Rick Wartzman is a Senior Advisor at the Drucker Institute, where he was Executive Director until early 2016. His books include Obscene in the Extreme, The King of California, and What Would Drucker Do Now? A former writer and editor at the Wall Street Journal and the Los Angeles Times, he currently comments on the future of work for Fortune online. He lives in Los Angeles.

Roger Hutchinson

Roger Hutchinson is a full-time writer living on the island of Raasay. Born in 1949 he launched and edited the radical magazine Styng in the north of England, before moving to London and becoming editor of both Oz and IT in the early seventies. In 1975 he became a freelance journalist and went on to author several books on subjects as diverse as the professional tennis circuit, the Royal Family, Bruce Lee and man-eating sharks. Two years later he moved to Skye and joined the West Highland Free Press. He is currently a feature journalist, columnist and reviewer for the WHFP, Scotsman, Herald, Guardian and the Press & Journal. He has won several awards, including North of Scotland Feature Writer of the Year and UK Weekly Sports Writer of the Year. His last book,The Soap Man, was short-listed for The Saltire Book of the Year Award.

Roy Hattersley

Roy Hattersley is a politician-turned-writer. He was elected to Parliament in 1964, and served in each of Harold Wilson's governments as well as Jim Callaghan's Cabinet before becoming deputy leader of the Labour Party in 1983. He is the author of fourteen books.

Susanna Gregory

Susanna Gregory was a police officer in Leeds before taking up an academic career. She has served as an environmental consultant, worked seventeen field seasons in the polar regions, and has taught comparative anatomy and biological anthropology.She is the creator of the Matthew Bartholomew series of mysteries set in medieval Cambridge and the Thomas Chaloner adventures in Restoration London, and now lives in Wales with her husband, who is also a writer.

Val McDermid

Val McDermid is a No.1 bestseller whose novels have been translated into more than thirty languages, and have sold over fifteen million copies.

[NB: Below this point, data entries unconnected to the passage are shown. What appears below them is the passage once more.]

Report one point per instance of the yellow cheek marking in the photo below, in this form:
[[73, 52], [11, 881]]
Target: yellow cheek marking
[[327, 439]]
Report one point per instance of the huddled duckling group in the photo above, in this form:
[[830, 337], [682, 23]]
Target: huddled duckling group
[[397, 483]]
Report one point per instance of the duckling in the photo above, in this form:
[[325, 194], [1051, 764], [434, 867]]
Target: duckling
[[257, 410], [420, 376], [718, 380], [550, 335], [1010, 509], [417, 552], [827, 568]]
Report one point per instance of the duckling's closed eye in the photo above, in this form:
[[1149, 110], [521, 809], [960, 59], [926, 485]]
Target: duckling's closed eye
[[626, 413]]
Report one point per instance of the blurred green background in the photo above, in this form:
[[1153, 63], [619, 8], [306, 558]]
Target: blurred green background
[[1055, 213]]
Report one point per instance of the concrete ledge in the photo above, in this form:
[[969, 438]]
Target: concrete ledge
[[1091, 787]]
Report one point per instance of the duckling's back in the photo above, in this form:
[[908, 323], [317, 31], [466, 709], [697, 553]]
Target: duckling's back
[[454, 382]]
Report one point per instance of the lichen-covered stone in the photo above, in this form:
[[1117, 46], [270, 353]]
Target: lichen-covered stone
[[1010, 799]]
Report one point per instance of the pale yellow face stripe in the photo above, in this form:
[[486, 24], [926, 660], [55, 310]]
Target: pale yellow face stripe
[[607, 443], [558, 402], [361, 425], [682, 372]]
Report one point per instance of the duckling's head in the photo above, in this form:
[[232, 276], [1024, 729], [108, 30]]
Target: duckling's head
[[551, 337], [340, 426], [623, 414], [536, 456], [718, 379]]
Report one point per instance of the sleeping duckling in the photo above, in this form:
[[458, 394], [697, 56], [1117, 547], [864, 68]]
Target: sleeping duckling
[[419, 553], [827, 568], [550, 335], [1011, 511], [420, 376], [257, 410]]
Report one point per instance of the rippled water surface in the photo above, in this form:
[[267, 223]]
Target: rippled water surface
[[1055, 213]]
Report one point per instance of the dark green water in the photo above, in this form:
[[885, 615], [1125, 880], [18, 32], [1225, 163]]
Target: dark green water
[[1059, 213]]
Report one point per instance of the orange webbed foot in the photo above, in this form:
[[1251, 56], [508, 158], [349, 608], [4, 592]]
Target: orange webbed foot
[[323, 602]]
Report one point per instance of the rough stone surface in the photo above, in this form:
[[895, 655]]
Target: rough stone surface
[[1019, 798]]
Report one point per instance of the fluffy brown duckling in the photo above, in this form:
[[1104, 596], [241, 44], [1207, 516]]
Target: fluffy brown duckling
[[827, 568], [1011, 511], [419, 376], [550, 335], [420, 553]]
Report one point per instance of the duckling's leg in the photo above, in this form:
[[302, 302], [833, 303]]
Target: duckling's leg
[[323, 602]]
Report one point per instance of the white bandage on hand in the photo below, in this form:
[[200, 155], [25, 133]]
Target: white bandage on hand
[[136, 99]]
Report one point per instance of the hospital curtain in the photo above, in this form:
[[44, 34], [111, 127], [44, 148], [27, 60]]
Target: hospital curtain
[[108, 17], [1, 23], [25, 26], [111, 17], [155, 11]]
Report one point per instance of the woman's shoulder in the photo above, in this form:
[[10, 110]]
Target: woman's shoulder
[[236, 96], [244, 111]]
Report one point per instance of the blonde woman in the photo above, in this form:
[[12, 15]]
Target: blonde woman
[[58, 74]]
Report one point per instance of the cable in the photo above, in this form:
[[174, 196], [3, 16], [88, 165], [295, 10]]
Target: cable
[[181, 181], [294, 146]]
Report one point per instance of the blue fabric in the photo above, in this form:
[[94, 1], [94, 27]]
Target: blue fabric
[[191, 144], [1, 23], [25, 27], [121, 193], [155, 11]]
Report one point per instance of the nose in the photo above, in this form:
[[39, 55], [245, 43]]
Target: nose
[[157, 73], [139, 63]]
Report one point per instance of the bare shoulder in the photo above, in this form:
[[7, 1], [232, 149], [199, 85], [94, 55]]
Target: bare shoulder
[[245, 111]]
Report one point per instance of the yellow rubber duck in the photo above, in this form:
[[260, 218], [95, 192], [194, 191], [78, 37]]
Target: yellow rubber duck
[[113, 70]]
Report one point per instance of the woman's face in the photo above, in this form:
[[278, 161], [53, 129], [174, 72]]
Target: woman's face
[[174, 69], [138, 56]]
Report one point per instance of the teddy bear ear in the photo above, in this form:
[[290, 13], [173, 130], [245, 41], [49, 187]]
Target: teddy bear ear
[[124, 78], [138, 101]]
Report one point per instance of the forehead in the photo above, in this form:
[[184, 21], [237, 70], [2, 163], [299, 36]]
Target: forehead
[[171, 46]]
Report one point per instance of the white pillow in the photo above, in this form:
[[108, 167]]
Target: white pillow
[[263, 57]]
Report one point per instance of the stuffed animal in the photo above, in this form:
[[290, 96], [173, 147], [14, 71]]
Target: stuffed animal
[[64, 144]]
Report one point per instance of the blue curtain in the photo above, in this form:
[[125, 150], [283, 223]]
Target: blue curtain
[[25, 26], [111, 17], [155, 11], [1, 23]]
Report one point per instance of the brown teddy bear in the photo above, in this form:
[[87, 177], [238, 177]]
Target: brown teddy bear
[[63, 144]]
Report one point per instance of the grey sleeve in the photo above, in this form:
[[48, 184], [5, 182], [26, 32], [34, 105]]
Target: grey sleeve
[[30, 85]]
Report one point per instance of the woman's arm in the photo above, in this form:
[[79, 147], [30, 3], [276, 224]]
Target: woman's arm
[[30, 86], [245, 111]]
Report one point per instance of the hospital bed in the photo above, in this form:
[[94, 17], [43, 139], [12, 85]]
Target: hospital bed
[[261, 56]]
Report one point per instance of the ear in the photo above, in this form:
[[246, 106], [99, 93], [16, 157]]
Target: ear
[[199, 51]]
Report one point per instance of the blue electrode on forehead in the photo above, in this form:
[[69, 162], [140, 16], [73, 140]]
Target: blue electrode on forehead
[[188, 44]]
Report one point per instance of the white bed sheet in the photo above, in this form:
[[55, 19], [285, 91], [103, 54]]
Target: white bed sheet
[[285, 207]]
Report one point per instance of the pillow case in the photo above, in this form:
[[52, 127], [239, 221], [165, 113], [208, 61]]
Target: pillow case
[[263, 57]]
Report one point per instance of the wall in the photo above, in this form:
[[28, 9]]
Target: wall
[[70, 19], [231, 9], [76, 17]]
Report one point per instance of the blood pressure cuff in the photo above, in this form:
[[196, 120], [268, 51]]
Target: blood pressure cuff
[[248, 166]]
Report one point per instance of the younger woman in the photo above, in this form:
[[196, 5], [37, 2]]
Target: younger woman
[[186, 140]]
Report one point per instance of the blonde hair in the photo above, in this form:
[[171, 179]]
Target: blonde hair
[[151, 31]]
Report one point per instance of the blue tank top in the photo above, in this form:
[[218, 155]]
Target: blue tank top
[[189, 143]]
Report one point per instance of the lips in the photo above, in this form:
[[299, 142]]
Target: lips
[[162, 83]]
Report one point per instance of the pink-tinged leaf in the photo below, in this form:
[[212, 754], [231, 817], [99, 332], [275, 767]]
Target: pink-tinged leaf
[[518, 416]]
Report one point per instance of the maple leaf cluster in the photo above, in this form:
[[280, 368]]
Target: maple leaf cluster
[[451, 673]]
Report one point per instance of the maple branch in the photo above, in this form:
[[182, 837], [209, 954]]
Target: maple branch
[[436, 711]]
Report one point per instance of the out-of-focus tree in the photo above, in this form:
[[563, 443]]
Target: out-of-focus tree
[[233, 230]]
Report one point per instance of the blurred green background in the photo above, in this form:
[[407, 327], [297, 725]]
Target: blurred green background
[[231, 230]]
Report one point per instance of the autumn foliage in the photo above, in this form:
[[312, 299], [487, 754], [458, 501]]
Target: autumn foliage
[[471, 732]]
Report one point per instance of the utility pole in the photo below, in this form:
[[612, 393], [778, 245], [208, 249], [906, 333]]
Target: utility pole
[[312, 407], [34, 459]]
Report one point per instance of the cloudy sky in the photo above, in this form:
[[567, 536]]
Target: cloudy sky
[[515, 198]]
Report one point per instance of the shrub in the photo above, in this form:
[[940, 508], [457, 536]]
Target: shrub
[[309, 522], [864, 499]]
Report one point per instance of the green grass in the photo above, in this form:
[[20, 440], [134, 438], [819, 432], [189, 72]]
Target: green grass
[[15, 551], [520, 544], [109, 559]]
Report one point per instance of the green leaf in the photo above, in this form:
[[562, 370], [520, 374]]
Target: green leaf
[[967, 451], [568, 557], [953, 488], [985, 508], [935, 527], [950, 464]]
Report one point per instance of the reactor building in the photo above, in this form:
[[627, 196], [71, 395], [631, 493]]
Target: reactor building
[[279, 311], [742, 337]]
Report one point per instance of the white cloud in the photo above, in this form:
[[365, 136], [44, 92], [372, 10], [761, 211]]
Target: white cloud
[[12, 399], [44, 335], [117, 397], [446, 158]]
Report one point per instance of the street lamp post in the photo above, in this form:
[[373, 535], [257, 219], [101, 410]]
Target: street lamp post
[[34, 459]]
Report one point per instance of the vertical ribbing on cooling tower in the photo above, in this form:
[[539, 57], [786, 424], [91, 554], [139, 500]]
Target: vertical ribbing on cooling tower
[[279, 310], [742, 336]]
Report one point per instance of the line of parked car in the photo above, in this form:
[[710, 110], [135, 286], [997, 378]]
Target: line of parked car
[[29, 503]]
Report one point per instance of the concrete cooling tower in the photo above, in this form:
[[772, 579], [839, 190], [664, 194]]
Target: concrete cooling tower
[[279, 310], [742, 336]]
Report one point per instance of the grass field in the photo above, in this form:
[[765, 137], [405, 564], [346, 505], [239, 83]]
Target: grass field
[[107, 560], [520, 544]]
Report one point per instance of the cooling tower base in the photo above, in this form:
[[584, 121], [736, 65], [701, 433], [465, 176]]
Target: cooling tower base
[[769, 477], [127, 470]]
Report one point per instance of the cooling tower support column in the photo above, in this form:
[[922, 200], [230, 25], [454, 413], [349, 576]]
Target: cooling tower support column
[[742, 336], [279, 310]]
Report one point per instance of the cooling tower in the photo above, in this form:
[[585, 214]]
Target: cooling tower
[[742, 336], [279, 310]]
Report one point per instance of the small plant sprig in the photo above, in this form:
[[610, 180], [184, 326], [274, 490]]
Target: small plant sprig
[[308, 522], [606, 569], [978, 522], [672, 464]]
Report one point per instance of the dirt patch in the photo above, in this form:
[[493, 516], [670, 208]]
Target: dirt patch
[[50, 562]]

She has won many awards internationally, including the CWA Gold Dagger for best crime novel of the year and the LA Times Book of the Year Award. She was inducted into the ITV3 Crime Thriller Awards Hall of Fame in 2009, was the recipient of the CWA Cartier Diamond Dagger in 2010 and received the Lambda Literary Foundation Pioneer Award in 2011. In 2016, Val received the Outstanding Contribution to Crime Fiction Award at the Theakstons Old Peculier Crime Writing Festival and was elected a Fellow of the Royal Society of Literature. She writes full time and divides her time between Cheshire and Edinburgh.